Le Parlement vénézuélien reprend le débat sur une loi qui menace les ONG

L'Assemblée nationale (AN) du Venezuela a repris la discussion d'un projet de loi qui réglemente les ONG, considérées par la société civile et les organismes internationaux comme une menace au « droit d'association, à la liberté d'expression et à la participation publique ».

Après avoir fait avancer le débat et approuvé plusieurs articles, l'AN, à majorité progouvernementale, a reporté la deuxième discussion à une « prochaine session », sans préciser de date. Les sessions parlementaires ont généralement lieu les mardis et jeudis.

Le gouvernement soutient que la « Loi sur la supervision, la régularisation, la performance et le financement des organisations non gouvernementales et connexes » vise à garantir la transparence et à établir un système de contrôle de la responsabilité des agents qui reçoivent des financements nationaux ou étrangers.

L'argument du pouvoir législatif repose également sur le fait qu'il existe au Venezuela au moins 62 ONG financées par des gouvernements étrangers, y compris les États-Unis, qui opèrent à des fins politiques dans le but de « générer la déstabilisation ».

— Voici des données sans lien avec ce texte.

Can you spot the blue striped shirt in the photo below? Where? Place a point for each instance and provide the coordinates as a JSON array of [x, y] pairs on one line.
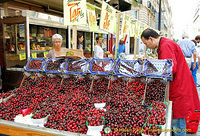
[[187, 47]]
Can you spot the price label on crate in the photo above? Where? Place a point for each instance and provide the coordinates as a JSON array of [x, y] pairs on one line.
[[130, 68], [34, 55], [22, 56]]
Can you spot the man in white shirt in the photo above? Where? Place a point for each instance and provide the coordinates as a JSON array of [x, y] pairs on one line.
[[98, 51]]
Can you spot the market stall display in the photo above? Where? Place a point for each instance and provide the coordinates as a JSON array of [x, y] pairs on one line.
[[89, 103]]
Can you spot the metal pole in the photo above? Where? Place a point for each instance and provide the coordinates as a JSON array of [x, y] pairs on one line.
[[160, 13]]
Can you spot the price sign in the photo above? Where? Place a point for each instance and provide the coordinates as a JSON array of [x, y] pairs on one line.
[[22, 56]]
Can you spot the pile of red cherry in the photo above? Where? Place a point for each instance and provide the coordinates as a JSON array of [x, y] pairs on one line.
[[71, 104]]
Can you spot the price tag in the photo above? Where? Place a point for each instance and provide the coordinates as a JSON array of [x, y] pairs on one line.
[[22, 56], [45, 54], [34, 55]]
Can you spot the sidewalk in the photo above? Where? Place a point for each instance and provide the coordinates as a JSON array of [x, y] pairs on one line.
[[198, 89]]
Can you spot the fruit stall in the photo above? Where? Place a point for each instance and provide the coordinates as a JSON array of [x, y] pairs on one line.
[[98, 97]]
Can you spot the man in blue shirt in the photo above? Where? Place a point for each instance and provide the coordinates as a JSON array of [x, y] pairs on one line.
[[188, 49]]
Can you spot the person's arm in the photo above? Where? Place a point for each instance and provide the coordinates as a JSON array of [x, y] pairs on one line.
[[167, 52]]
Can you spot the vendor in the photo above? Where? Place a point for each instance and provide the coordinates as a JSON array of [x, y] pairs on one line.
[[57, 43]]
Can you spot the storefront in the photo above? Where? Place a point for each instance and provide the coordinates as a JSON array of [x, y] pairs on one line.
[[30, 35]]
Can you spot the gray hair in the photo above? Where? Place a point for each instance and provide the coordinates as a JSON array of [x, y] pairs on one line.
[[185, 35], [56, 36]]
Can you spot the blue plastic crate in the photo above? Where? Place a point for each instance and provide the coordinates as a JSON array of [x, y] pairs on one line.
[[106, 66], [80, 67], [35, 69], [57, 65], [128, 68]]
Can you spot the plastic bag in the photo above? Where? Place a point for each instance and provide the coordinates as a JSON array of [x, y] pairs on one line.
[[131, 68], [101, 66], [76, 66], [35, 64]]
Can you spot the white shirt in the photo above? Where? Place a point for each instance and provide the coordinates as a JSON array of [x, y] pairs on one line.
[[98, 52], [198, 53]]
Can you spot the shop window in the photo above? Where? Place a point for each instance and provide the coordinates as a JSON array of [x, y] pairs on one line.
[[14, 38]]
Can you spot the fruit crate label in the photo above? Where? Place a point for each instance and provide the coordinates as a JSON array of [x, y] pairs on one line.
[[101, 66], [55, 65], [35, 64], [22, 56], [130, 68], [77, 67], [158, 68]]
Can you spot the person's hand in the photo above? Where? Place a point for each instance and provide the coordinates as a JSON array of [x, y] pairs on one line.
[[193, 66]]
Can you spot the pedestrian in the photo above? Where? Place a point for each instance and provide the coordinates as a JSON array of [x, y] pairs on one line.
[[98, 51], [121, 48], [188, 49], [57, 43], [182, 91], [194, 71], [80, 41]]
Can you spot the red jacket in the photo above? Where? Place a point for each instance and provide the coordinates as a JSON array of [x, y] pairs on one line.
[[182, 91]]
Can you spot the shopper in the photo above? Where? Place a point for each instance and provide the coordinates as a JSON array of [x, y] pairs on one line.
[[194, 71], [182, 91], [57, 43], [80, 41], [121, 47], [98, 51], [188, 49]]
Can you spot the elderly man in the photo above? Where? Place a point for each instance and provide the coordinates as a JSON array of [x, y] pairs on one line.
[[188, 49], [182, 91]]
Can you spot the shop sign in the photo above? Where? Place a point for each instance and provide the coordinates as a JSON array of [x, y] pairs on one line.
[[92, 18], [107, 20], [22, 56], [75, 12], [34, 55], [45, 53], [125, 24], [132, 30], [21, 30]]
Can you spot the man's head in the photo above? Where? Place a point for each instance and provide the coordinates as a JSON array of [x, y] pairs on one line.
[[150, 38], [185, 36], [197, 38], [99, 40]]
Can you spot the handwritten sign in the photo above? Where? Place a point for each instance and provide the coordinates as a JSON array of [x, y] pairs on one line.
[[45, 53], [132, 30], [125, 24], [92, 18], [22, 56], [107, 16], [75, 12], [34, 55], [137, 29]]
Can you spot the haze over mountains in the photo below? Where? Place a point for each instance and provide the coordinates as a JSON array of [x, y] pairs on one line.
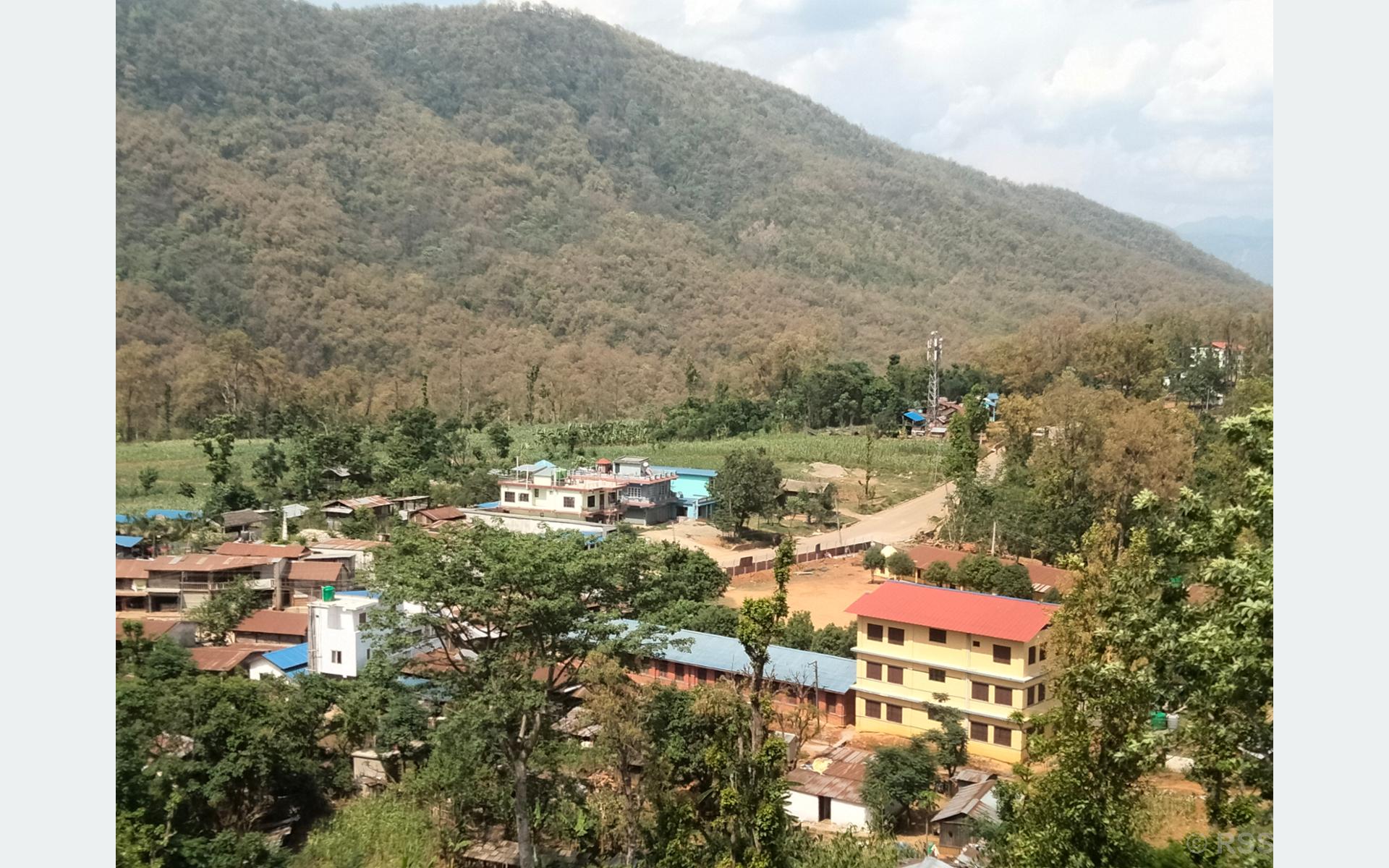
[[1244, 242], [469, 192]]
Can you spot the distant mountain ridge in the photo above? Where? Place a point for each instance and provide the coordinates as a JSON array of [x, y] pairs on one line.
[[1244, 242], [470, 192]]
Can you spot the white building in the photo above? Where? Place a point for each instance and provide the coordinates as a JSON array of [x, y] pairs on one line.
[[336, 634]]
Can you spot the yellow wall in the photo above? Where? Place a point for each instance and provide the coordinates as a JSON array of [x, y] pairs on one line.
[[964, 665]]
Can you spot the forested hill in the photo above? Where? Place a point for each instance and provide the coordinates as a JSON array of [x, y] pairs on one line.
[[378, 195]]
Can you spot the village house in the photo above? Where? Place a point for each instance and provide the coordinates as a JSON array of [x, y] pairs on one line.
[[628, 489], [980, 655], [336, 511], [799, 678], [830, 791], [267, 626]]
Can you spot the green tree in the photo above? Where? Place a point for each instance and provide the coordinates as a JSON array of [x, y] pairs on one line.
[[747, 484], [874, 558], [220, 614], [901, 778], [902, 566]]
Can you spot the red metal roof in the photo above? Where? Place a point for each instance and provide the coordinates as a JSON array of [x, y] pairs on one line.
[[282, 624], [261, 550], [205, 563], [314, 571], [963, 611]]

Le Parlement, qui a avancé à l'approbation de l'article 29 du projet de loi, a accepté de reprendre mercredi les consultations pour approuver dans les prochains jours la « Loi contre le fascisme, le néofascisme et les expressions similaires », qui interdirait les messages promouvant la violence comme méthode d'action politique. et envisage de sévères sanctions pénales et administratives.

La Commission interaméricaine des droits de l'homme (CIDH) et le Bureau du Rapporteur spécial pour la liberté d'expression de la CIDH (RELE CIDH) ont exhorté l'AN à s'abstenir d'approuver le projet de loi qui restreint les ONG.

« Cette loi restreindrait arbitrairement le droit d'association, la liberté d'expression et la participation du public, dans un contexte de fermeture de l'espace civique. Le travail des défenseurs des droits humains est essentiel pour reconstruire une société démocratique », ont-ils écrit dans X ce mardi.

Gina Romero, rapporteur spécial de l'ONU pour la liberté d'association et de réunion, a rappelé qu'à la fin de l'année dernière, une lettre avait été envoyée au gouvernement vénézuélien dans laquelle étaient présentées des observations concernant les « restrictions incompatibles » qui, selon eux, établissent le cadre juridique.

« La reprise de l'étude du projet de loi s'effectue dans un contexte de répression post-électorale féroce contre les militants, les journalistes, les avocats, les ONG, etc. qui a créé un climat de peur générale au Venezuela », a-t-il déclaré dans X.

Le Haut-Commissaire des Nations Unies aux droits de l'homme, Volker Türk, pour l'éventuelle approbation des deux lois.

Le président du Venezuela, Nicolás Maduro, a exhorté lundi à accélérer l'approbation de la législation contre le « fascisme », à réglementer les réseaux sociaux et a exigé que les institutions de l'État aient une « main de fer » contre ceux qui promeuvent des actes de violence et de haine, après les protestations contre les résultats. des élections présidentielles du 28 juillet qui, selon le parquet, ont fait 25 morts.

Le corps électoral vénézuélien a désigné Maduro comme vainqueur des élections, mais l'opposition insiste sur le fait que les copies des procès-verbaux que ses témoins ont conservés et qu'ils ont publiés sur un site Internet montrent que la victoire est revenue au candidat présidentiel Edmundo González Urrutia avec plus de 67% des voix.

Le gouvernement a accusé González Urrutia et la leader de l'opposition, María Corina Machado, vainqueur de la primaire présidentielle de l'opposition mais disqualifiée de l'exercice de fonctions publiques, de promouvoir le « fascisme » dans le pays.

En janvier de cette année, l'AN a lancé des consultations publiques sur le projet de loi sur le contrôle, la régularisation, la performance et le financement des organisations non gouvernementales et des organisations sociales à but non lucratif.

Son approbation lors de la première discussion, en janvier 2023, a été remise en question par les représentants d'au moins 400 organisations qui ont averti qu'elle avait été donnée par des « moyens express » et qu'elle ne respectait pas les procédures d'élaboration des lois. En outre, ils ont prévenu que la loi cherchait à les « illégaliser » à grande échelle, comme cela s'est produit au Nicaragua, ainsi qu'à « supprimer » le droit d'association.